Having a strange problem.

Before explaining that, recent changes made (it was working before the changes) in PC - NAV 2007 install, Wired network changed to wired+wireless network.

I can't access the Western Digital Passport USB Hard disk over network. It was working fine till recently. If I try My Computer -> USB Hard disk, it works, I can open and all ok, but when I try Network -> Workgrpoup -> PC -> USB Hard disk, it ask for user name and pass. I tried with all admin, user info but all failed. Same happens when I tried to access it from another PC through network. 

I have 3 hard disks in this PC. Two of them internal (normal HDD) and one USB HDD. Can access other two HDD through network. Only problem is with this one.
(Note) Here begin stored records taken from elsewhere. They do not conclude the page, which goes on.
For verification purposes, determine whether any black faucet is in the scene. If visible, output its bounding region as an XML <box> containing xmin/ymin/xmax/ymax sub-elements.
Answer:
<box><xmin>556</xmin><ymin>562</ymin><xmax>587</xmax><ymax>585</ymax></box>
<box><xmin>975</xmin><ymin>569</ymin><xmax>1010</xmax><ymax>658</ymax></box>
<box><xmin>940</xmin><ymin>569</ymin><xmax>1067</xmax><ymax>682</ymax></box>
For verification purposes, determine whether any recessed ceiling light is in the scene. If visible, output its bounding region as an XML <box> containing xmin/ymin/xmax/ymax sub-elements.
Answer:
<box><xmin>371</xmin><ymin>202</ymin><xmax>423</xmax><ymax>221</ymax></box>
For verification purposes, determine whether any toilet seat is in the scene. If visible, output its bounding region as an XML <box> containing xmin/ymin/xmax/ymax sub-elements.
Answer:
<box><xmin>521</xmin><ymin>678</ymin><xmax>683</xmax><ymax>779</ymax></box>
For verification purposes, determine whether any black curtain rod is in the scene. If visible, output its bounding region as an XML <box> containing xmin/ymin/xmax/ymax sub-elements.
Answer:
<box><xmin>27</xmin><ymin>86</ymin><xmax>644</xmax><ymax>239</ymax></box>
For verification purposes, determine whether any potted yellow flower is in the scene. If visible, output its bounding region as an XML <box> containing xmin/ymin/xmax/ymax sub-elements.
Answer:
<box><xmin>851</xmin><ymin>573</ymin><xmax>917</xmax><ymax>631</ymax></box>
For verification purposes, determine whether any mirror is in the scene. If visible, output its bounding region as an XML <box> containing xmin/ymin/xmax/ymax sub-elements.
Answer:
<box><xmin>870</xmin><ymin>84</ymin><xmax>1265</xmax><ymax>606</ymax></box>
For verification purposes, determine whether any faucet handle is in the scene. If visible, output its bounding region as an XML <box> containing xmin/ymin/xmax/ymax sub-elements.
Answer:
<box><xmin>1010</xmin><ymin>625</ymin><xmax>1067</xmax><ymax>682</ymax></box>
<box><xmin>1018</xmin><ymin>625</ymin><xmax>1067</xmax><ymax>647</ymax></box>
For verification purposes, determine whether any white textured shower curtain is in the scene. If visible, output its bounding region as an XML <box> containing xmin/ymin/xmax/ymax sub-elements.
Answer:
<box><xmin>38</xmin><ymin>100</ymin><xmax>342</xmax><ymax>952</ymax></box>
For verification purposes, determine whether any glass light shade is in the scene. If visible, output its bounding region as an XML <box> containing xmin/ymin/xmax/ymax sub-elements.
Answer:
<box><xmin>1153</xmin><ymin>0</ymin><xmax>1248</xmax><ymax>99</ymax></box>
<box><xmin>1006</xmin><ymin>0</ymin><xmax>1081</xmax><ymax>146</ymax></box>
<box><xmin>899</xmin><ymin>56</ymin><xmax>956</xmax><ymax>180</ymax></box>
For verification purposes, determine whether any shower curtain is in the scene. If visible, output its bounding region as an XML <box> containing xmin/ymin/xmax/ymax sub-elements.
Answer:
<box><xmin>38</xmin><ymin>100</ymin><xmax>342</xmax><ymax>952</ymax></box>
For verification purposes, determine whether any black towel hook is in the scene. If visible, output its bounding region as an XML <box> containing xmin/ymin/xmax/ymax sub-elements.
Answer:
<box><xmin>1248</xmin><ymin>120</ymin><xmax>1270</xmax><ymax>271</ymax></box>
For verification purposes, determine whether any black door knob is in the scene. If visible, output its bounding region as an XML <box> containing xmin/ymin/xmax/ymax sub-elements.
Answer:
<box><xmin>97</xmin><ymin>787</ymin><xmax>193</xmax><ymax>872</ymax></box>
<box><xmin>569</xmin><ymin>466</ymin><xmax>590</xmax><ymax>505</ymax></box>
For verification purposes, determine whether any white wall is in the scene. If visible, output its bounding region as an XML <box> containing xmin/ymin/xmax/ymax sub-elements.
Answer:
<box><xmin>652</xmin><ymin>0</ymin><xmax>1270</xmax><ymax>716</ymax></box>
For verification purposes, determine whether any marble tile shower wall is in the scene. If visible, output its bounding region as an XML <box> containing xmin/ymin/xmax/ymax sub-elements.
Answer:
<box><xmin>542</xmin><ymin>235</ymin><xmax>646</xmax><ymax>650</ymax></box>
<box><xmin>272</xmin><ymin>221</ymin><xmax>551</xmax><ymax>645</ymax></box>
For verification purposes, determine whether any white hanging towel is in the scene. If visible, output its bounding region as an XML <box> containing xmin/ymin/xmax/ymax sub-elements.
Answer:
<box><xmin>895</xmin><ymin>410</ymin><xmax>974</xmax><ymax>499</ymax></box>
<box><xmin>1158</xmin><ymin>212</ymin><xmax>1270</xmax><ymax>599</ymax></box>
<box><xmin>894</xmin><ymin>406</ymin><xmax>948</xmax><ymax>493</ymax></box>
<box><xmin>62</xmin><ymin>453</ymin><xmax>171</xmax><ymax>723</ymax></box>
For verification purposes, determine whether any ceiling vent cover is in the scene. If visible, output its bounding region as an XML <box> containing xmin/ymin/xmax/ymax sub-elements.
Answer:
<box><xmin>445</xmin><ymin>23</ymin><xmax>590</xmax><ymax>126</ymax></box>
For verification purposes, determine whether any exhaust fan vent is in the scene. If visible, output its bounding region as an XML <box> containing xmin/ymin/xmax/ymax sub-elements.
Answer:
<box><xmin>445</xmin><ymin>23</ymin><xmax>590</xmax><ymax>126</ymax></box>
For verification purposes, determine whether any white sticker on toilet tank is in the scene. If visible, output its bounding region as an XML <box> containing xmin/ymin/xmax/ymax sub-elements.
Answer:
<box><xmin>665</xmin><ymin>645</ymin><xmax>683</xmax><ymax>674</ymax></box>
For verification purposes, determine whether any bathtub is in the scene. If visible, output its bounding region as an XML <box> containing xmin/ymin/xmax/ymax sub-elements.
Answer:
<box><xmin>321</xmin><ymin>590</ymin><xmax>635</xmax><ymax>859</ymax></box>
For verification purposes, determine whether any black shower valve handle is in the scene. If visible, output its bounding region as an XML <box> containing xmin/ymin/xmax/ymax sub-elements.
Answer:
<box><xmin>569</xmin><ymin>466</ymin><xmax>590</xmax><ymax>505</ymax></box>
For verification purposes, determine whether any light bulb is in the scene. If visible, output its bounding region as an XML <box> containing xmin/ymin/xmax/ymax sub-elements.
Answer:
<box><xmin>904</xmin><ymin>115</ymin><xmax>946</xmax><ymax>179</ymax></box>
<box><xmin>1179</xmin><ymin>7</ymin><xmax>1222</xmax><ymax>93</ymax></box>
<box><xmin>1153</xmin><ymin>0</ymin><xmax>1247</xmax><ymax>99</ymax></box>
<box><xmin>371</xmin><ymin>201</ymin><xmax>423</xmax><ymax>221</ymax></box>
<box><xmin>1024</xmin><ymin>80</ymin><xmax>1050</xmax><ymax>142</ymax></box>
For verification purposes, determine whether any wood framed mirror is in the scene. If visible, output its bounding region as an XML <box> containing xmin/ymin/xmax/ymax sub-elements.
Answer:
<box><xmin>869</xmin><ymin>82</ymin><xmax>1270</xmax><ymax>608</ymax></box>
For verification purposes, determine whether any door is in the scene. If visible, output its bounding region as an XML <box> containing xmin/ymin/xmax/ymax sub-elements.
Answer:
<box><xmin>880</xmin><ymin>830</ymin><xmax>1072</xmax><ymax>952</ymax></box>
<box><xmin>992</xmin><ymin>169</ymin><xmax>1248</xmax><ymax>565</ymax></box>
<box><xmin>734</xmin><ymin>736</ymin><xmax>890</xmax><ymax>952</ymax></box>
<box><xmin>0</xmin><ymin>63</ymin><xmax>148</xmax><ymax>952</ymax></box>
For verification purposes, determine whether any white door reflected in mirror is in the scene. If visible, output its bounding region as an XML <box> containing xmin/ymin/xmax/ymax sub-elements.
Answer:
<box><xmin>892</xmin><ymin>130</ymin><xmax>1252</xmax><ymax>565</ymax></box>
Another thing I noticed, when I rt click on USB HDD I can't see security tab, I can see sharing tab (I set sharing like all can access, still no luck)

Any idea why ? Any problem with NAV 2007 settings ? Thats the only change/installation made recently. I could access the USB HDD through network before.

I am on Windows XP.

Any ideas ?  ?


----------



## abhasbajpai (Dec 9, 2007)

is the HDD shared ? with access to network users


----------